Soldiers, families and relatives of some of those killed in Afghanistan have taken part in a Service of Commemoration, Reflection and Remembrance at Thiepval Barracks in Lisburn coinciding with the national service at St Paul’s Cathedral in London.
The service was held in St Columb’s Church led by the Senior Chaplain for 38 (Irish) Brigade Father Michael Fava and Chaplain to The Royal Scots Borderers, 1 Scots Padre Philip Francis.
It was attended by officers of 38 (Irish) Brigade as well as Officers and Soldiers from The Royal Scots Borderers, 2 Rifles, the Royal Navy, Royal Irish Regiment, the Royal Air Force and troops from Army Reserve units around Northern Ireland who have served in Afghanistan. Representatives from a number of the families of those killed in service also attended. During the service a cross made from brass shells from Afghanistan was blessed. It is a replica of that blessed at St Paul’s Cathedral and which will now go to the National Arboretum after being the centre of church services in Afghanistan for many years.

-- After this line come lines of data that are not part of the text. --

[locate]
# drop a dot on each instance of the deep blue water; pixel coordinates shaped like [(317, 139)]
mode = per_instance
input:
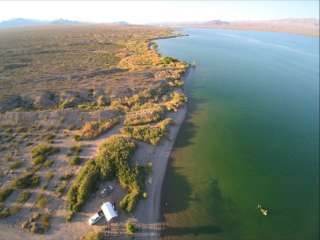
[(251, 136)]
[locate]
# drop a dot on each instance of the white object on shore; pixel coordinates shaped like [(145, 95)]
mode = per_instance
[(109, 211), (95, 218)]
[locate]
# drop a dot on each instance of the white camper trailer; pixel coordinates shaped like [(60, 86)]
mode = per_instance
[(109, 211)]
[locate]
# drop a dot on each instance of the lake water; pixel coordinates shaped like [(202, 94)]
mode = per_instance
[(251, 137)]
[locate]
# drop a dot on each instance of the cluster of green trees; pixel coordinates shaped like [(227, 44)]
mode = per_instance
[(144, 116), (93, 129), (168, 60), (148, 133), (176, 101), (40, 153), (141, 99), (111, 162)]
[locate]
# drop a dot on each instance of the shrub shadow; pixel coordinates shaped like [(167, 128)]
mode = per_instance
[(173, 202), (199, 230)]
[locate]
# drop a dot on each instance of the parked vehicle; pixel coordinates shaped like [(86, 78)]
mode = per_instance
[(96, 218), (107, 190)]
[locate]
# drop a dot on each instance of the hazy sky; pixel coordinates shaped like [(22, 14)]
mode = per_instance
[(158, 11)]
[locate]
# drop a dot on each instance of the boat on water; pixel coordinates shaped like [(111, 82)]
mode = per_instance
[(264, 211)]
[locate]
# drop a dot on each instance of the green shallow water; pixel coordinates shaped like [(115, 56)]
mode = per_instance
[(251, 136)]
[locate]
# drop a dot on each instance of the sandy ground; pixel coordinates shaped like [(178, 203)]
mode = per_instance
[(147, 215)]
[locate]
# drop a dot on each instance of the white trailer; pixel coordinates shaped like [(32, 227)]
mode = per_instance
[(109, 211)]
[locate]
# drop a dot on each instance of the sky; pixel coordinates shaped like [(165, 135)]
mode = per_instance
[(141, 12)]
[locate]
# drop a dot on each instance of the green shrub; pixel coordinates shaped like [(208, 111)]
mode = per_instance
[(66, 177), (40, 153), (42, 201), (112, 159), (144, 116), (49, 176), (93, 129), (49, 138), (27, 180), (94, 235), (37, 223), (176, 101), (82, 186), (74, 160), (76, 149), (4, 213), (168, 60), (148, 133), (130, 228), (48, 163), (61, 188), (15, 165), (5, 193), (23, 197)]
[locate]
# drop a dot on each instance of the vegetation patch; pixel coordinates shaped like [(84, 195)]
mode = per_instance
[(111, 162), (94, 129), (176, 101), (5, 192), (37, 223), (144, 116), (40, 153), (94, 235), (148, 133), (27, 180), (130, 228), (15, 165), (23, 197), (42, 201)]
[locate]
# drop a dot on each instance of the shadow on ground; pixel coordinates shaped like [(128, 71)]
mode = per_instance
[(199, 230)]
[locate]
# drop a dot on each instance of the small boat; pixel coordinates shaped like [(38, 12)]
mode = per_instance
[(263, 211)]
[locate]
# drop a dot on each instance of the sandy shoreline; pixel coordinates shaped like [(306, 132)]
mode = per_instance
[(149, 211)]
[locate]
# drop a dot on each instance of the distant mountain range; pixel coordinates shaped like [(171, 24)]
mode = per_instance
[(297, 26), (22, 22)]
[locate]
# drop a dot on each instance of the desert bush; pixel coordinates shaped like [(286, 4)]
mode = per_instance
[(5, 192), (15, 165), (111, 162), (49, 137), (40, 153), (37, 223), (42, 201), (93, 129), (114, 152), (176, 101), (48, 163), (23, 197), (130, 228), (49, 176), (94, 235), (76, 149), (4, 213), (74, 160), (66, 177), (144, 116), (61, 188), (27, 180), (83, 185), (168, 60), (148, 133)]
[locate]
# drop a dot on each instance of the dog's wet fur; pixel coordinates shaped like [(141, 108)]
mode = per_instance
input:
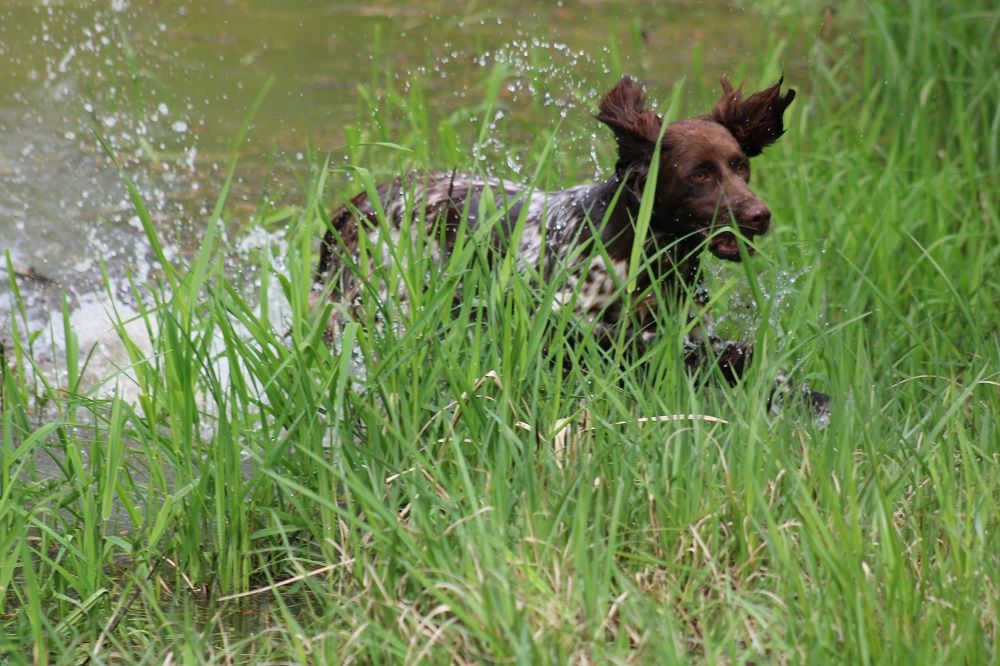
[(702, 197)]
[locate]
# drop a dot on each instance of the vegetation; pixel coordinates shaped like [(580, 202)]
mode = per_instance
[(448, 493)]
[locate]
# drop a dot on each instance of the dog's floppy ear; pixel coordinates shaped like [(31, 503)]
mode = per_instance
[(636, 128), (755, 122)]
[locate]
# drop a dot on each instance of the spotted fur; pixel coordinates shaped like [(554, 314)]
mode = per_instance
[(702, 197)]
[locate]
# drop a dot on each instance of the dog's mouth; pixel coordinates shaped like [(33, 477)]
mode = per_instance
[(725, 245)]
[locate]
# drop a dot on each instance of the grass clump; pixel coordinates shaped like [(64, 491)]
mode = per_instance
[(449, 494)]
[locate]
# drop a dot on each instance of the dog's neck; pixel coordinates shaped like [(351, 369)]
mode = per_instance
[(613, 206)]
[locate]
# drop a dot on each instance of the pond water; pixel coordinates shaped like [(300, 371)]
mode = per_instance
[(168, 83)]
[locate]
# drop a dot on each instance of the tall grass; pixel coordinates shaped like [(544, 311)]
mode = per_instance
[(449, 493)]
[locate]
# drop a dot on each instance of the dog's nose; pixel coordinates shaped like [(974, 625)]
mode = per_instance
[(758, 217)]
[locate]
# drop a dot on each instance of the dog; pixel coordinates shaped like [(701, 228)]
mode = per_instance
[(701, 199)]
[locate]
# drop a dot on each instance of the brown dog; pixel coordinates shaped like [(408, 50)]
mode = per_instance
[(702, 196)]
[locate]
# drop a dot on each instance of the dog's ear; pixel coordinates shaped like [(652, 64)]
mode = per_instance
[(755, 122), (636, 128)]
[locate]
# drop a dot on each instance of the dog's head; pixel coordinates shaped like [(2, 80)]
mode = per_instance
[(703, 182)]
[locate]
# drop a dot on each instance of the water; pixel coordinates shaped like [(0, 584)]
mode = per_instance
[(167, 85)]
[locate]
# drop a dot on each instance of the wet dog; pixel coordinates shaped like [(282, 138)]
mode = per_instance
[(700, 198)]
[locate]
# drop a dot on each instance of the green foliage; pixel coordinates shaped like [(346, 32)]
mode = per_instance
[(440, 490)]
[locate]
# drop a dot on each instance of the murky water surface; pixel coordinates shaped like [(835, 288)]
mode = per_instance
[(168, 84)]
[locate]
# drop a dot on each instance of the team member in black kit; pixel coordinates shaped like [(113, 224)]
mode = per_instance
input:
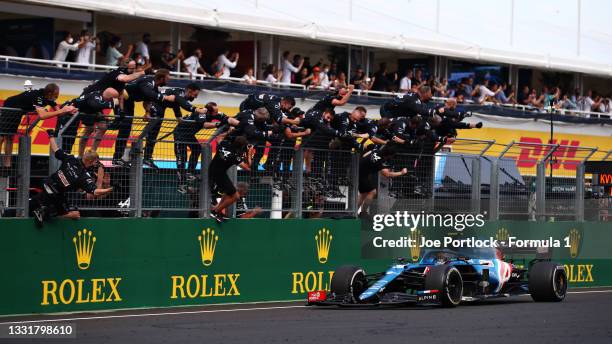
[(229, 153), (410, 104), (28, 101), (90, 108), (145, 89), (185, 137), (370, 164), (183, 97), (73, 174)]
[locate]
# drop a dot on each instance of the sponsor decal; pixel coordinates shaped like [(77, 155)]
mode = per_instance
[(198, 285), (79, 291), (309, 281)]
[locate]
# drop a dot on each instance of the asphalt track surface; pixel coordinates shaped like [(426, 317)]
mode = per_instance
[(584, 317)]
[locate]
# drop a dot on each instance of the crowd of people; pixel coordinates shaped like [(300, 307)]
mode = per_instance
[(407, 121), (300, 70)]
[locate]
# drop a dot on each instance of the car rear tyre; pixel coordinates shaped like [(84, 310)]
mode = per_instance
[(449, 283), (547, 282), (349, 280)]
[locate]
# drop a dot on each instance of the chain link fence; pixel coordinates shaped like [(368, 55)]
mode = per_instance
[(154, 172)]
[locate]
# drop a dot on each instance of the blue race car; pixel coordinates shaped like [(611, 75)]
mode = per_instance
[(446, 278)]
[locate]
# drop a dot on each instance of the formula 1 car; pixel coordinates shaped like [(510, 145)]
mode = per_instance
[(445, 278)]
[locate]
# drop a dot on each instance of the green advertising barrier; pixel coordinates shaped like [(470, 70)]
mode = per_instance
[(102, 264)]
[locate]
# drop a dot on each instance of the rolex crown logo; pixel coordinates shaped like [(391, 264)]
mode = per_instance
[(502, 236), (323, 240), (83, 244), (415, 250), (575, 239), (208, 243)]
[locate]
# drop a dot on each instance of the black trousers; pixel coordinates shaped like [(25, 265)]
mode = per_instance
[(154, 127), (125, 128), (180, 151)]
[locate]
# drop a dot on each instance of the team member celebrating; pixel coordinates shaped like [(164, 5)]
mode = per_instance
[(185, 137), (90, 108), (229, 153), (28, 101), (410, 104), (370, 164), (142, 90), (183, 97), (72, 175)]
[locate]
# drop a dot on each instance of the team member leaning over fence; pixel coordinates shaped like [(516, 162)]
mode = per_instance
[(185, 137), (229, 153), (74, 174), (410, 104), (155, 115), (22, 103), (370, 164), (91, 107), (145, 89)]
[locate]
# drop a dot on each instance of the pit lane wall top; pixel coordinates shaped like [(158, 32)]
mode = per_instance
[(502, 129), (102, 264)]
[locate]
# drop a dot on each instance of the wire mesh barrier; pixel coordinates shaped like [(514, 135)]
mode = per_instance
[(157, 171), (14, 157)]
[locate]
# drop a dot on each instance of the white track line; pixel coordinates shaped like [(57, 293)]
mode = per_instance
[(206, 311)]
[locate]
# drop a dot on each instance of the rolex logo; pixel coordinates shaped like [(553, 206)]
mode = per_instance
[(574, 241), (323, 240), (208, 243), (83, 244), (502, 236), (415, 250)]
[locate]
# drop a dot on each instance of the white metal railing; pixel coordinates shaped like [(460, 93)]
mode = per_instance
[(183, 75)]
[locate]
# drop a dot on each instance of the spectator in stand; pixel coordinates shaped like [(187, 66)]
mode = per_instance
[(302, 77), (523, 97), (382, 80), (66, 46), (485, 94), (225, 64), (418, 80), (249, 77), (324, 77), (168, 59), (142, 47), (359, 79), (113, 56), (340, 81), (272, 74), (314, 79), (86, 47), (406, 82), (534, 100), (289, 69), (552, 98), (192, 64)]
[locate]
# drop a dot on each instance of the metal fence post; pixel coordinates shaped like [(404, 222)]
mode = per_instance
[(579, 208), (136, 181), (354, 192), (541, 191), (205, 196), (476, 184), (298, 170), (23, 177)]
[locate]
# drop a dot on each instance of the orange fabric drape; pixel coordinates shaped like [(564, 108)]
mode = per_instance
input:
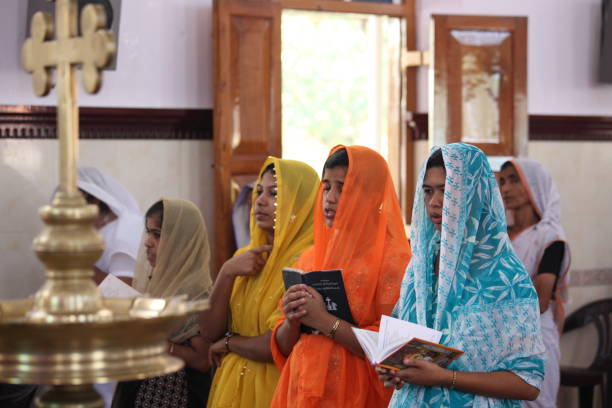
[(368, 242)]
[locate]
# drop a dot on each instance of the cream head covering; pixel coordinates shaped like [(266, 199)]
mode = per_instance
[(183, 261)]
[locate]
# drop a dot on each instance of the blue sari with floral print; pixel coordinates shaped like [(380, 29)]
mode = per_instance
[(482, 299)]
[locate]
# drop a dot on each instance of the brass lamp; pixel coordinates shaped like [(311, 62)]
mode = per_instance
[(68, 336)]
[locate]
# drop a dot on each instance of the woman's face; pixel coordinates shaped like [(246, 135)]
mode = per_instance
[(433, 191), (153, 231), (512, 190), (264, 209), (333, 181)]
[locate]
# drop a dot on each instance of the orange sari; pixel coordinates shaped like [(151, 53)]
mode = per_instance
[(368, 242)]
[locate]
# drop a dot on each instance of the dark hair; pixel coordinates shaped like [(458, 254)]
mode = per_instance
[(436, 160), (337, 159), (269, 167), (156, 209)]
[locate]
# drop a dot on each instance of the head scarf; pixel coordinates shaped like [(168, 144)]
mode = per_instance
[(126, 236), (485, 303), (368, 243), (183, 261), (254, 301), (530, 245)]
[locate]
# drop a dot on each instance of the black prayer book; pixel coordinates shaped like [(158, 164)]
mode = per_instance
[(331, 287)]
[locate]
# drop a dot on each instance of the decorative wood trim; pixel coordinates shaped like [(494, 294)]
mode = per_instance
[(39, 122), (570, 128), (393, 10), (552, 128)]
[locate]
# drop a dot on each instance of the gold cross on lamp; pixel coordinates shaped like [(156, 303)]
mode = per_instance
[(94, 50)]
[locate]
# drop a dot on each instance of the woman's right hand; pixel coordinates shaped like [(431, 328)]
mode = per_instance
[(388, 378), (248, 263), (216, 352), (292, 301)]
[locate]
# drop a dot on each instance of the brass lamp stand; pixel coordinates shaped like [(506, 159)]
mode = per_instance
[(68, 336)]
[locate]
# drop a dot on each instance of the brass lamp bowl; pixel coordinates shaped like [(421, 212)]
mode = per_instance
[(129, 344)]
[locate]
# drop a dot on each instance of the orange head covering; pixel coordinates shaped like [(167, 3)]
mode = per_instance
[(368, 243), (368, 230)]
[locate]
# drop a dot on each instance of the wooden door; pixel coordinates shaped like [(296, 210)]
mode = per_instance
[(480, 82), (247, 119)]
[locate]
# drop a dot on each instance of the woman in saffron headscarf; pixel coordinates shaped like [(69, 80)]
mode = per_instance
[(465, 280), (532, 198), (358, 229), (244, 300)]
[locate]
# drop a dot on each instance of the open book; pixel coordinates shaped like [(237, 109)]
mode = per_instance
[(113, 287), (399, 339), (329, 284)]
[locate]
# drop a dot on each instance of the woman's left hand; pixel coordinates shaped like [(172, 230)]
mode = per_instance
[(316, 315), (216, 351), (422, 372)]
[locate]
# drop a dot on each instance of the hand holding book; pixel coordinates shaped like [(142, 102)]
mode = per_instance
[(399, 340)]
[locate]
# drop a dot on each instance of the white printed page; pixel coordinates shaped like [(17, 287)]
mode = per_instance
[(394, 333), (368, 340), (113, 287)]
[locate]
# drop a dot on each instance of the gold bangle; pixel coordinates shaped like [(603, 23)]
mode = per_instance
[(332, 332), (454, 380)]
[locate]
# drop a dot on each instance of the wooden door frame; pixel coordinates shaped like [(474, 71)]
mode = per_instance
[(233, 163)]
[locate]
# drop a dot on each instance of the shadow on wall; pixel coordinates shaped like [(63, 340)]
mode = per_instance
[(21, 273)]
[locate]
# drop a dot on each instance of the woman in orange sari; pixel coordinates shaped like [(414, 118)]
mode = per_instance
[(358, 229)]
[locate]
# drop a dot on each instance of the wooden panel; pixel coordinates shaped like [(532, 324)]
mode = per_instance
[(247, 102), (408, 176), (480, 65), (39, 122)]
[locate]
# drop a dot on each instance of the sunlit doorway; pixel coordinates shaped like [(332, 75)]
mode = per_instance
[(341, 84)]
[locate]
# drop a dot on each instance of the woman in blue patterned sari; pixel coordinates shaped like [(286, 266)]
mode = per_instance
[(465, 280)]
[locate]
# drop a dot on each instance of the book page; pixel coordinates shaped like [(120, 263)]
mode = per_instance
[(395, 333), (368, 340), (113, 287)]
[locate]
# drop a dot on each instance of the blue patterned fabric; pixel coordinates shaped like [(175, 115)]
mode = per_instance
[(484, 302)]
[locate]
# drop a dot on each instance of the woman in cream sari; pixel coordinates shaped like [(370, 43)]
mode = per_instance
[(531, 197), (244, 300), (176, 262)]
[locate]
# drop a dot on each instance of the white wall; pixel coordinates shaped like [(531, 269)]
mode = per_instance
[(148, 169), (562, 56), (164, 61)]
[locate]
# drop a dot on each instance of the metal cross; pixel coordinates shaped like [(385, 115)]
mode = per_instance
[(93, 51)]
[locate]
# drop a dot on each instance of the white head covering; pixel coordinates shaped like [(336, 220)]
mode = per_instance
[(182, 266), (123, 234), (531, 243)]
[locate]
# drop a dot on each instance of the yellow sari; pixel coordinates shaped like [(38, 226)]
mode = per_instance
[(240, 382)]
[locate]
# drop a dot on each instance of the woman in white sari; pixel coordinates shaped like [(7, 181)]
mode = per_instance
[(119, 222), (533, 205)]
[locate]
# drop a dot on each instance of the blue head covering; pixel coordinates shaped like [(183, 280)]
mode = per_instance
[(482, 298)]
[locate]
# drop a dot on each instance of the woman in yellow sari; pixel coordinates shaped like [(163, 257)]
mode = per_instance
[(245, 297)]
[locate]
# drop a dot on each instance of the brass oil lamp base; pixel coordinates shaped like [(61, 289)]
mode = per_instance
[(67, 336)]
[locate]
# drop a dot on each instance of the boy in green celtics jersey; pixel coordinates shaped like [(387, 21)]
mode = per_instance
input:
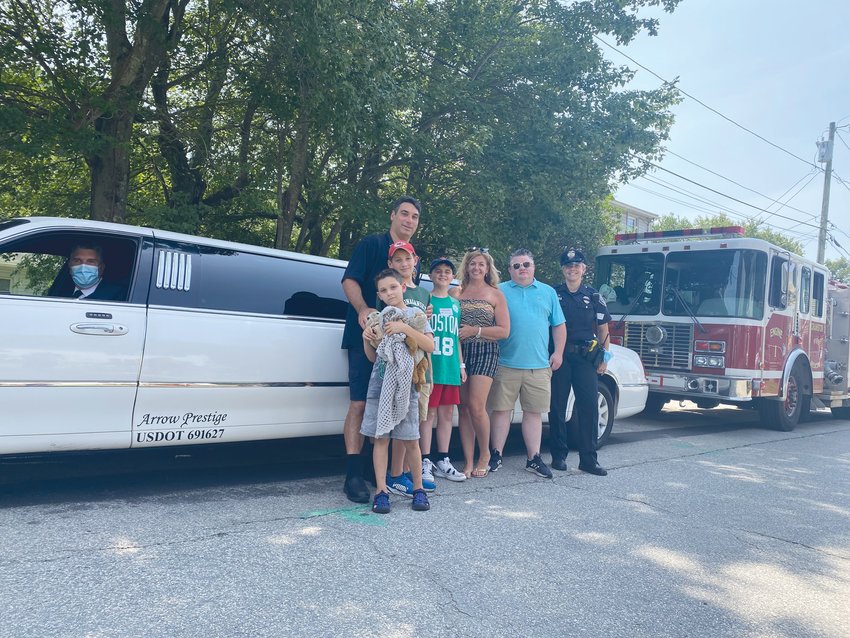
[(402, 258), (448, 373)]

Padre Philip Francis of The Royal Scots Borderers, 1 Scots based at Palace Barracks, Holywood said it has been a poignant and moving day for both personnel and families. “Not only here in Northern Ireland, but also in London and elsewhere there are memories and very personal thoughts being shared,“ he said.
Lagan Valley MLA Brenda Hale, whose husband Captain Mark Hale was killed whilst serving in Afghanistan, attended the commemoration service at St Pauls in London with her daughter Tori.
Speaking afterwards Tori Hale said, “Today is an emotional and poignant day for the families like ours. We all have different journeys but are on the same road.”
Brenda Hale added: “For me, the service was a true reflection about how we as a nation honour our war dead. As we stood outside and watched the parade and fly-past you know that their sacrifice will always be remembered. Afghanistan is scorched into the memory of many, and everyday will bring its challenges, but we keep going, because not too would mean they had died in vain.”